Bio-syringe technology for protein delivery
11 Dec 2015 NUS scientists discovered 100% efficiency of protein delivery into cells by Agrobacterium bio-syringe with a new bio-imaging method.
Proteins can provide a wide range of functions. Their usage for a biological system is limited, as they cannot diffuse through cell membranes because of the large sizes. Reagent-facilitated delivery of proteins into cells is useful; it requires a laborious process of protein production and purification before the delivery. Introduction of the genes encoding the proteins is an alternative approach to use proteins; but genetic modification raises safety and environmental concerns.
A research team led by Prof PAN Shen Quan from the Department of Biological Sciences in NUS has demonstrated that Agrobacterium tumefaciens can deliver proteins into recipient cells at an efficiency of up to 100%. The bacterium can produce and deliver protein molecules that are functional inside the host cells.

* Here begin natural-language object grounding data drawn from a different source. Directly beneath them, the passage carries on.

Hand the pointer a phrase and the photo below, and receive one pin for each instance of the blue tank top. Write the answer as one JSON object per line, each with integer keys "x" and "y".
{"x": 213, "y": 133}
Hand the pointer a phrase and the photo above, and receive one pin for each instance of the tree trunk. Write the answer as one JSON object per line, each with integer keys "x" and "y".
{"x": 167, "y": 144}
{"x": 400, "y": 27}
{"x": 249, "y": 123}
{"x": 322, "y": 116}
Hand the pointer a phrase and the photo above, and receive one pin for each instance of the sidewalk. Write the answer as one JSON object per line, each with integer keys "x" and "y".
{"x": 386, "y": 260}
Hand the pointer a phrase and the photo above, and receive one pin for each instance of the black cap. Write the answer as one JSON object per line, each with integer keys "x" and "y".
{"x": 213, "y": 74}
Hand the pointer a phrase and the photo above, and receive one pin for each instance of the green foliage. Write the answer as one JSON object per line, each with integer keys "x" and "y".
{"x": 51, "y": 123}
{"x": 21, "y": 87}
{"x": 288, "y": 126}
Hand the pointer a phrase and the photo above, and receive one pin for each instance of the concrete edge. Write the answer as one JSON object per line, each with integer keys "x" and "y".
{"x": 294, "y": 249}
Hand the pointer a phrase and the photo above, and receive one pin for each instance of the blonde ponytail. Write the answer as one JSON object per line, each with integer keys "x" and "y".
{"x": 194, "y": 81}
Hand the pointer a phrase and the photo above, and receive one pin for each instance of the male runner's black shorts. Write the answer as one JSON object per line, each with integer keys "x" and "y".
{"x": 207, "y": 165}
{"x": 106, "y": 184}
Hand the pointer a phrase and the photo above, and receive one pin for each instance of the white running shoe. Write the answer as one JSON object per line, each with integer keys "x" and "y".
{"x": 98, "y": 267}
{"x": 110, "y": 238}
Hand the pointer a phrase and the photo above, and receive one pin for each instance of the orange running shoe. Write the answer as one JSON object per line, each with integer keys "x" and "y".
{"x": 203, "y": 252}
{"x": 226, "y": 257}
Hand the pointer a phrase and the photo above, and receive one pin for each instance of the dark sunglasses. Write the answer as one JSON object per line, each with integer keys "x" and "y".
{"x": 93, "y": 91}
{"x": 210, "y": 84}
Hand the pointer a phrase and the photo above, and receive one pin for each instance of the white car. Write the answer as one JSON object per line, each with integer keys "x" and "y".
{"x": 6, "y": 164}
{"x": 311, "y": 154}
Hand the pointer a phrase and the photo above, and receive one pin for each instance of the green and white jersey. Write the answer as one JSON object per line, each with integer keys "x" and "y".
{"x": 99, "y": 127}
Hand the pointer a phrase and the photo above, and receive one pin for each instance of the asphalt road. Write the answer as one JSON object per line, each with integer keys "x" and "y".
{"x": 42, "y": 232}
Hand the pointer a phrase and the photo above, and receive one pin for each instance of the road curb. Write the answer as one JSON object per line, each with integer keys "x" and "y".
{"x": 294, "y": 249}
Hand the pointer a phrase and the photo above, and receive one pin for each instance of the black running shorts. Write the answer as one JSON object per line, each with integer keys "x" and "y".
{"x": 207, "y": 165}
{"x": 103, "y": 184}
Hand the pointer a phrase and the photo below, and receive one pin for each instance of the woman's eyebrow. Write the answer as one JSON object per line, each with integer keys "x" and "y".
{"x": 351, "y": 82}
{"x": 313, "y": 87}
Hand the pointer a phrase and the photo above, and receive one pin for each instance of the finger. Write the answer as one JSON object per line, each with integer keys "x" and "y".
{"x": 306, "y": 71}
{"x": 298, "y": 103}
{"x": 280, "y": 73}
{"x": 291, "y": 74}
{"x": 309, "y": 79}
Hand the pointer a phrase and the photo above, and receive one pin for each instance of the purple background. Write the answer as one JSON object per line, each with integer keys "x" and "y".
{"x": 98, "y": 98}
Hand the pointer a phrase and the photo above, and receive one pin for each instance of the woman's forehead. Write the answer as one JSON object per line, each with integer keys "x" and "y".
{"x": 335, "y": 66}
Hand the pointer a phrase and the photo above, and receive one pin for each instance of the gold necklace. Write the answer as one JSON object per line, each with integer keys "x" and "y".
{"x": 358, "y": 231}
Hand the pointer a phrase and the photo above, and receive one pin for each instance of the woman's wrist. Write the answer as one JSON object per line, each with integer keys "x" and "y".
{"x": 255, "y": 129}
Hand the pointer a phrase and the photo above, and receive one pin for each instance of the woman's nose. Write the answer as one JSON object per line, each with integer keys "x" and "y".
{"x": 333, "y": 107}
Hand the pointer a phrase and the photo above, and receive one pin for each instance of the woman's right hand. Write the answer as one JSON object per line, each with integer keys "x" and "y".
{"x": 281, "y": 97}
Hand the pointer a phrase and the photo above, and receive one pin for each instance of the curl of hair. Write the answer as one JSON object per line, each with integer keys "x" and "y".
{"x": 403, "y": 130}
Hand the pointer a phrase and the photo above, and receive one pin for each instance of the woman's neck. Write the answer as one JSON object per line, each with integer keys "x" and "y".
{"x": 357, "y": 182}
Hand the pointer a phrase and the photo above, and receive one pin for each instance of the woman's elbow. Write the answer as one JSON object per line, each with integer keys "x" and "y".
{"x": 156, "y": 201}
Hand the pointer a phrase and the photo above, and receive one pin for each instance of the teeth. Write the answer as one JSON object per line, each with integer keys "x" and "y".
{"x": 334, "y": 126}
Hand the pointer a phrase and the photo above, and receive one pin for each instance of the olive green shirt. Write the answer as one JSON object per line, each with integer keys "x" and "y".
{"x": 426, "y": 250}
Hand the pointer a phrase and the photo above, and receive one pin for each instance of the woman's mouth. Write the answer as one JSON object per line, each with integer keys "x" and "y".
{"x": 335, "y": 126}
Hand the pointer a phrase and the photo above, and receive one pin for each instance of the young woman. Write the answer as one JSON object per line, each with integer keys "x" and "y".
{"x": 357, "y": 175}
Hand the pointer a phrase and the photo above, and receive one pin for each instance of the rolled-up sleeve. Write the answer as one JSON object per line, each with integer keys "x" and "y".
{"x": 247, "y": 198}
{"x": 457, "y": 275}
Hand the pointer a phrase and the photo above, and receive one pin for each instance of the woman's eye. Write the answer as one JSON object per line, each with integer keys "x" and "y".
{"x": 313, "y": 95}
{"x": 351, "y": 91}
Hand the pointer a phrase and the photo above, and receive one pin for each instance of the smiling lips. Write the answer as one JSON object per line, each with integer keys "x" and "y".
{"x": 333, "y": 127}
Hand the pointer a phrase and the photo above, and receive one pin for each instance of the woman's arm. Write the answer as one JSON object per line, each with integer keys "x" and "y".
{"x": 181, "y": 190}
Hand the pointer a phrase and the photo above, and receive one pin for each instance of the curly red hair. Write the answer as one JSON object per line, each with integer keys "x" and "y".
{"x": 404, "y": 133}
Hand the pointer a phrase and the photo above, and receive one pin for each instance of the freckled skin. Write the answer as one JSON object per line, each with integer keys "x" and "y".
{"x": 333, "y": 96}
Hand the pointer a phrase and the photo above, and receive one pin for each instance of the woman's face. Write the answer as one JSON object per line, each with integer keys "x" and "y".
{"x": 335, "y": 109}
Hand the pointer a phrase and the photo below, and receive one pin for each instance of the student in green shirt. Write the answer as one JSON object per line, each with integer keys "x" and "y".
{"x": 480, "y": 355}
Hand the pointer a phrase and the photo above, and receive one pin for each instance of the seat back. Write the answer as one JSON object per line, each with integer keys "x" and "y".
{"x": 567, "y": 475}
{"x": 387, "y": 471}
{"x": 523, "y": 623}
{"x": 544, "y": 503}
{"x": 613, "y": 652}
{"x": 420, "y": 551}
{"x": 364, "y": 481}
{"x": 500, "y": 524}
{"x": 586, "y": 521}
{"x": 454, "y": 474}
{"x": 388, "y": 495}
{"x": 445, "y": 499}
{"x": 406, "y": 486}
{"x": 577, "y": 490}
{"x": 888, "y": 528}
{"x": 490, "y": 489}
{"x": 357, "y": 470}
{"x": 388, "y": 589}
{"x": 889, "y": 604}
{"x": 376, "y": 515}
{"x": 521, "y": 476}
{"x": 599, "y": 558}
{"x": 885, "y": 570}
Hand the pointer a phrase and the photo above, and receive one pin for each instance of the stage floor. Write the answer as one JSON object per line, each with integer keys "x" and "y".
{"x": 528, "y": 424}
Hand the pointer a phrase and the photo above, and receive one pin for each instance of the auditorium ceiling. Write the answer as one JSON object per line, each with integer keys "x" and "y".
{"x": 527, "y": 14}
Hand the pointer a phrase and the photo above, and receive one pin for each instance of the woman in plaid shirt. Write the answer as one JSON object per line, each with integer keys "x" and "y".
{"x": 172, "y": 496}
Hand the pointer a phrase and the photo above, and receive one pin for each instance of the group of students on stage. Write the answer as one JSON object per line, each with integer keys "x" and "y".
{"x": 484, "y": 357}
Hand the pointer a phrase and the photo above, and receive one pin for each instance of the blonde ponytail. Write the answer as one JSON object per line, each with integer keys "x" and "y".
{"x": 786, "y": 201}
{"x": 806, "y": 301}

This indicates that the bacterium can be developed as a bio-syringe for protein delivery, which does not require additional process for protein production and purification. This will certainly change the thinking of related researchers. It also opens up a new field: studies of the “logistics” and trafficking of protein complex delivered by Agrobacterium bio-syringe, which is efficient and can be used for diverse hosts. This will lead to using a bio-syringe to deliver proteins and study how they function in recipient cells.
The research team has embarked on a program to develop bio-syringe technology for protein delivery. Agrobacterium-based vectors will be developed to deliver various proteins; bio-syringe libraries will be constructed to test the functions of proteins. The team will study how bio-syringe-delivered proteins traffick inside recipient cells. More importantly, the team will analyse post-translational modifications of bio-syringe-delivered proteins for glyco-engineering and develop bio-syringe-based systems to trigger plant resistance to diseases and to regulate plant development.
A split-GFP approach to visualize Agrobacterium-delivered VirE2 protein. [Image credit belongs to: Li Xiaoyang]
A large amount of VirE2-GFP protein can be delivered into each plant cell. [Image credit belongs to: Yang Qinghua]
Li X, Yang Q, Tu H, Lim Z, Pan SQ. “Direct visualization of Agrobacterium-delivered VirE2 in recipient cells.” The Plant Journal. 77 (2014) 487.